Im a pirate as well as I have to shut my left...but I shot my old bow better left handed than with two eyes open righty. Idk what to tell you... 

I just bought a new right handed bow so don't listen to me or you won't change ship (in the theme of pirates). 



What's a pirate's favorite letter?


----------



## MJForce (Sep 30, 2013)

Article for us cross-dominant shooters

http://www.learn-archery.com/right-or-left-hand.html

I read the article and something struck me from my past. Was walking by a ball park where two older teens were practicing pitching and catching. I asked if I could swing the bat. In my 20 yrs I had never faced a pitcher like this. Also I had never played organized ball. So I'm at the plate and I start thinking about getting beaned in the head by this guy.
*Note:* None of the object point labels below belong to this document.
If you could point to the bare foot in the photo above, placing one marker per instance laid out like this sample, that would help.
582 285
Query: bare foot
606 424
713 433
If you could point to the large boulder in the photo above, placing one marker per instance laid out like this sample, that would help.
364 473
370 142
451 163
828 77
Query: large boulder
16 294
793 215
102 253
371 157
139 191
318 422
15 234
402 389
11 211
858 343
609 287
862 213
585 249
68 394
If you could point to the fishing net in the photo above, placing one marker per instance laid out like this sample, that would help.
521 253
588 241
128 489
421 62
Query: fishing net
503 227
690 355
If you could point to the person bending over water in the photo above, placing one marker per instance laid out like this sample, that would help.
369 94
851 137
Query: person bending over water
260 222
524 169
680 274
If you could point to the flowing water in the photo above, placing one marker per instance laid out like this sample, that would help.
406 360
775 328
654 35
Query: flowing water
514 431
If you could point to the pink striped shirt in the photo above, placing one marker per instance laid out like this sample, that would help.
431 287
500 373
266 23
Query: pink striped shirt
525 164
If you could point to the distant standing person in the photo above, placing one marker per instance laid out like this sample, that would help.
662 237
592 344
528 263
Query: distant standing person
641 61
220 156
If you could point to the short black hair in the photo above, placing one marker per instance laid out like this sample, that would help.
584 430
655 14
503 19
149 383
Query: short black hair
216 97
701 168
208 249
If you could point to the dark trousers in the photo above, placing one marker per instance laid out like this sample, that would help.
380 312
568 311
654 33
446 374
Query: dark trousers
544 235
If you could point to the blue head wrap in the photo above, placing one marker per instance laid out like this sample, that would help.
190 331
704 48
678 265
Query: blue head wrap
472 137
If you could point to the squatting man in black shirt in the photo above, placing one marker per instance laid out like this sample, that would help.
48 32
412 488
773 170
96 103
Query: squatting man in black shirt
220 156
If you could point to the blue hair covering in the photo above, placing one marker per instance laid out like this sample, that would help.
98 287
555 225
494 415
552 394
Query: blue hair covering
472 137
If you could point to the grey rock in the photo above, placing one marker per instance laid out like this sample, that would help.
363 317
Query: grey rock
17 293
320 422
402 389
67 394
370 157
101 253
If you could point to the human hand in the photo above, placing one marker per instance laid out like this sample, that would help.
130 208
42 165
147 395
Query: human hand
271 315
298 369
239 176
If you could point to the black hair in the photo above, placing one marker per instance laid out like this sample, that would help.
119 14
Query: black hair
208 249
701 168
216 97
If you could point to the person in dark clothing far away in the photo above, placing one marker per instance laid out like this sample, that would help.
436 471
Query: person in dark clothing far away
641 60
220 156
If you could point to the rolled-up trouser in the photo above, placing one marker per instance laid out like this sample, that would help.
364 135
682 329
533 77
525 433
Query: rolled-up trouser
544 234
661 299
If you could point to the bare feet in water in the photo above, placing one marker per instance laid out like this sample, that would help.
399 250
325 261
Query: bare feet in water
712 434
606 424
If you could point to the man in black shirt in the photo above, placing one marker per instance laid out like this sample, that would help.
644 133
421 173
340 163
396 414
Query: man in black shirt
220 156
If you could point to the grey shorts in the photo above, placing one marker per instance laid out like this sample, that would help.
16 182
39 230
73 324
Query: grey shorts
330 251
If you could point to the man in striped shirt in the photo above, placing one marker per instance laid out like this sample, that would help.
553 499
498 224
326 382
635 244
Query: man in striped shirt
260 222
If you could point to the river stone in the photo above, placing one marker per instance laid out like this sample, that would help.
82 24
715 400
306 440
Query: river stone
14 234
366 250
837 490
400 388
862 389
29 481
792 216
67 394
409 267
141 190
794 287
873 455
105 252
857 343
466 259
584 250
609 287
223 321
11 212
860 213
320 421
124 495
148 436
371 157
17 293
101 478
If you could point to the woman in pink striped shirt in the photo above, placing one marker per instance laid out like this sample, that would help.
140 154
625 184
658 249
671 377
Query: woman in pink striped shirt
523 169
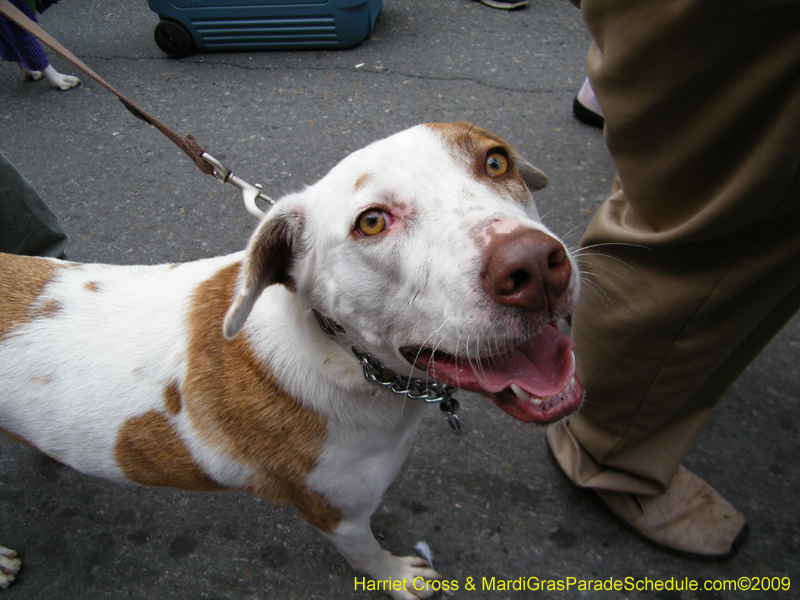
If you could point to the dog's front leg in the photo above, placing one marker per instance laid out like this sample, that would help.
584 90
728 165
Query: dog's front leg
355 541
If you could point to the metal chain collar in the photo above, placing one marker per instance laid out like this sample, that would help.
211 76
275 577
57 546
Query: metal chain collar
430 392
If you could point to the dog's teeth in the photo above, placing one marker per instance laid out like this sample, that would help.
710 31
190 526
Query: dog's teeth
520 393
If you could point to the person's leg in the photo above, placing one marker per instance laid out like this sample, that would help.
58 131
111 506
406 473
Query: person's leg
702 105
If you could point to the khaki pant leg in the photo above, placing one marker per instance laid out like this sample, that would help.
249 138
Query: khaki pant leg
695 264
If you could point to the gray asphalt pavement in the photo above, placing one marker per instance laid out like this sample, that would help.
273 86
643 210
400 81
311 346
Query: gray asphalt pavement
490 503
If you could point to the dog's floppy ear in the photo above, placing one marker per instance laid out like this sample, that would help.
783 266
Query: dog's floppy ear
268 260
533 177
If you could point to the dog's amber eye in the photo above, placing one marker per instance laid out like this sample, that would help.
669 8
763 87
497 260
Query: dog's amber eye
372 222
496 164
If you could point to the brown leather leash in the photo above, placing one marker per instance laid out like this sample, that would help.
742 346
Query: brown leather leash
204 161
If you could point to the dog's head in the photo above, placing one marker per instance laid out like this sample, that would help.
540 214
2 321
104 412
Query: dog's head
427 247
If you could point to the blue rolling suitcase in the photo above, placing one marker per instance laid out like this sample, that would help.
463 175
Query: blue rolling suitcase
242 25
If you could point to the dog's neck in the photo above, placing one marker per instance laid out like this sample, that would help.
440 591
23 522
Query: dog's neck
429 391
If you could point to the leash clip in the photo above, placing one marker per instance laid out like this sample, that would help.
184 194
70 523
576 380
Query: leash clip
250 192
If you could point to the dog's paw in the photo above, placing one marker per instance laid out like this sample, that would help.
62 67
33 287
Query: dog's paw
416 572
9 566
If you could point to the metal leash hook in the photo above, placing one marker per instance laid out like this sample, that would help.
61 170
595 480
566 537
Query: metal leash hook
250 192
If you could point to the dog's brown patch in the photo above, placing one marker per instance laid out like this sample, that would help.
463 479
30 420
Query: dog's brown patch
362 181
22 281
474 144
172 398
149 452
239 407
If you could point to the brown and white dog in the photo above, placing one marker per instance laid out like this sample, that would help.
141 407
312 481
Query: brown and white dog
425 247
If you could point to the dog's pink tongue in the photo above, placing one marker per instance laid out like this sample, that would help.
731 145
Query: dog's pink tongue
542 366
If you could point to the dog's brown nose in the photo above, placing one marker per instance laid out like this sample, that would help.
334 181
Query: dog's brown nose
526 269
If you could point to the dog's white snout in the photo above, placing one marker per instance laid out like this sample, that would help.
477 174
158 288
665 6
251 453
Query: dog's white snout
527 269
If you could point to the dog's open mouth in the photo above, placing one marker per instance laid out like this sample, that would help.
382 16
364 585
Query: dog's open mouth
534 382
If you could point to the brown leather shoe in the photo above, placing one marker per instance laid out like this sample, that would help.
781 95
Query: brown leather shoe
690 519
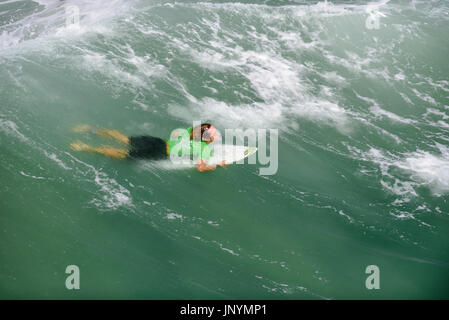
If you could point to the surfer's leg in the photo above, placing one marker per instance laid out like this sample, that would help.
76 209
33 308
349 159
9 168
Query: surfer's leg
105 133
105 150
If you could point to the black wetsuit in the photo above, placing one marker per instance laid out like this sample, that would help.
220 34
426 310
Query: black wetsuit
147 147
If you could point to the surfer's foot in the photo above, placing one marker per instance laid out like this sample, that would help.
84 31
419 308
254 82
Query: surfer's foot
82 128
79 146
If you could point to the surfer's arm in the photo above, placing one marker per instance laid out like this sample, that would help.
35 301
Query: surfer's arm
203 166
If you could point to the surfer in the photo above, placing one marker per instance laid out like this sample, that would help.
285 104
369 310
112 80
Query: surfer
148 147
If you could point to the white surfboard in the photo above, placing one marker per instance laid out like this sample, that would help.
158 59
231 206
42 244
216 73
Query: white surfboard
229 153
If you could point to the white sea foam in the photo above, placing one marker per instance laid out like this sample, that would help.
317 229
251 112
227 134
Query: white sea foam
422 169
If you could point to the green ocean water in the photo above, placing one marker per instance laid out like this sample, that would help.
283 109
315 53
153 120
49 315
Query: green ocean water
363 152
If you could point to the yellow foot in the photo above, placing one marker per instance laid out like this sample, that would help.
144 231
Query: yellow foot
82 128
79 146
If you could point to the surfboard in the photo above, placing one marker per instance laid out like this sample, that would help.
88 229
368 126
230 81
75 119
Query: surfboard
229 153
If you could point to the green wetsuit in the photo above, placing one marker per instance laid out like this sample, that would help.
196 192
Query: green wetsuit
184 146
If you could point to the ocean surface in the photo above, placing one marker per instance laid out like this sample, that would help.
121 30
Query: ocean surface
359 94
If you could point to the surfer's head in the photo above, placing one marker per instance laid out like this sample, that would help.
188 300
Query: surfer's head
205 132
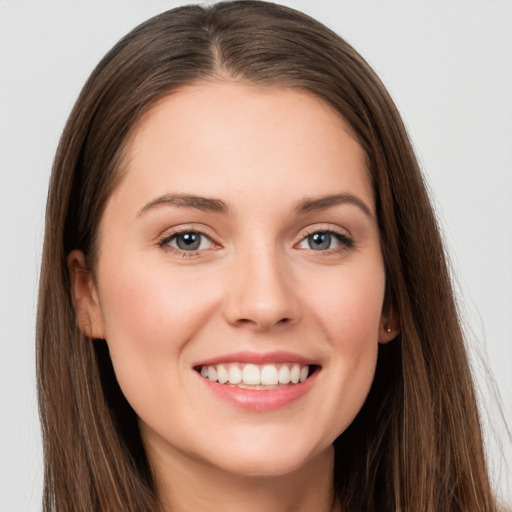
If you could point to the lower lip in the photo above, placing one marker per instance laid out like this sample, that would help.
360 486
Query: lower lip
260 399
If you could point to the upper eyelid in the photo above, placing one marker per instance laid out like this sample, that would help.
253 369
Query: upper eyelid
304 232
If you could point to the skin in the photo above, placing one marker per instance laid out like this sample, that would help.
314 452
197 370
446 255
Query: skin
255 284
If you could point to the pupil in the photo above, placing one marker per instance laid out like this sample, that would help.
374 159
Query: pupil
188 241
319 241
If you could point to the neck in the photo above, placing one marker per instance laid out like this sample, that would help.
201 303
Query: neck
185 484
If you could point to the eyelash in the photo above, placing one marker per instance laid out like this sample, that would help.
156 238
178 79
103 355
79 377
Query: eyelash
345 241
164 242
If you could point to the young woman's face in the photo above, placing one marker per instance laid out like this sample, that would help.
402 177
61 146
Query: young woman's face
241 246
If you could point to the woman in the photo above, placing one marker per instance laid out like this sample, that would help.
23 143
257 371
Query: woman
244 300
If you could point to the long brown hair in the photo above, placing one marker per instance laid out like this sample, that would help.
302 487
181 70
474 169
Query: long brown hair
416 445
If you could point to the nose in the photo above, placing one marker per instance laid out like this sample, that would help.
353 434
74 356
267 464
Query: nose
261 292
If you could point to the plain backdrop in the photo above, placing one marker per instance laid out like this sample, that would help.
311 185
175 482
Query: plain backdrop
447 64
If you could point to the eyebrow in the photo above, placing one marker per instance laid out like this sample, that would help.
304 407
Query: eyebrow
314 204
206 204
187 201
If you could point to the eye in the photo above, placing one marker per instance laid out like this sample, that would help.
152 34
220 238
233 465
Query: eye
188 241
325 240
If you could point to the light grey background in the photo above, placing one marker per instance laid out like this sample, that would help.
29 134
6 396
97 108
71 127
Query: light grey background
448 65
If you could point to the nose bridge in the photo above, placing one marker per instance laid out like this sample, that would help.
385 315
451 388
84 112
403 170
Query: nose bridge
261 291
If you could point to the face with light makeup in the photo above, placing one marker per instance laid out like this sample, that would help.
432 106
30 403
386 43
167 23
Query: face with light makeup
239 281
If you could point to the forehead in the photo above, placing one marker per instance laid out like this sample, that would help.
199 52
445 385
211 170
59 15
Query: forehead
226 138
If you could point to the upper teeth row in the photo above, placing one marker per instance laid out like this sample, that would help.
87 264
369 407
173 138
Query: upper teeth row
254 375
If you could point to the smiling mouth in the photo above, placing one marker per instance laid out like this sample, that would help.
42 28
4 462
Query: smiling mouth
257 376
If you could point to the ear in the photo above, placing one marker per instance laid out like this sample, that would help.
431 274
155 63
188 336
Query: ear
85 297
389 323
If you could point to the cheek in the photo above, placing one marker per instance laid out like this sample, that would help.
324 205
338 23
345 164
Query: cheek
349 308
149 314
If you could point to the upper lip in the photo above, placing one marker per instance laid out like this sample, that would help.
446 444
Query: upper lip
257 358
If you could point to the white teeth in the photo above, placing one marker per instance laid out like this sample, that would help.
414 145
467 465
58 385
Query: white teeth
269 375
256 375
222 374
284 374
235 374
251 375
295 373
212 373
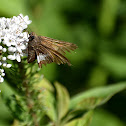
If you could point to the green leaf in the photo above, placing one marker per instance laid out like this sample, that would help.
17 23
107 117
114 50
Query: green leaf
94 97
48 97
9 7
104 118
62 100
84 121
It looks like he's going to teach me a lesson and now I'm worried. Too late now, there I was. Here comes the pitch. It was like the ball hovered over the hit zone when I made contact. We all watch the ball sail out of the park and towards the highway. The ball finally landed on the lower edge of the back window of a police cruiser. The cop, who was standing next to a car he had pulled over, looked over towards the noise of the impact but didn't seem aware that his rear window had just shattered. I dropped the bat and walked away. 
10 yrs latter I played some slo-pitch ball and I'm embarrassed to say what my batting avg. was. And as you may know, you don't track stats in slo-pitch. 
So we should have been ball players. Our cross-dominance would have made us $millions. 

Besides being left-eye dom and right handed, I am also cursed with green eyes.


----------



## jdjp (Dec 11, 2013)

Wait! What green eyes are a bad thing! Maybe that's my problem. After this weekends tourney I'm gonna try shooting with both eyes closed. Maybe that will help.:wink:


----------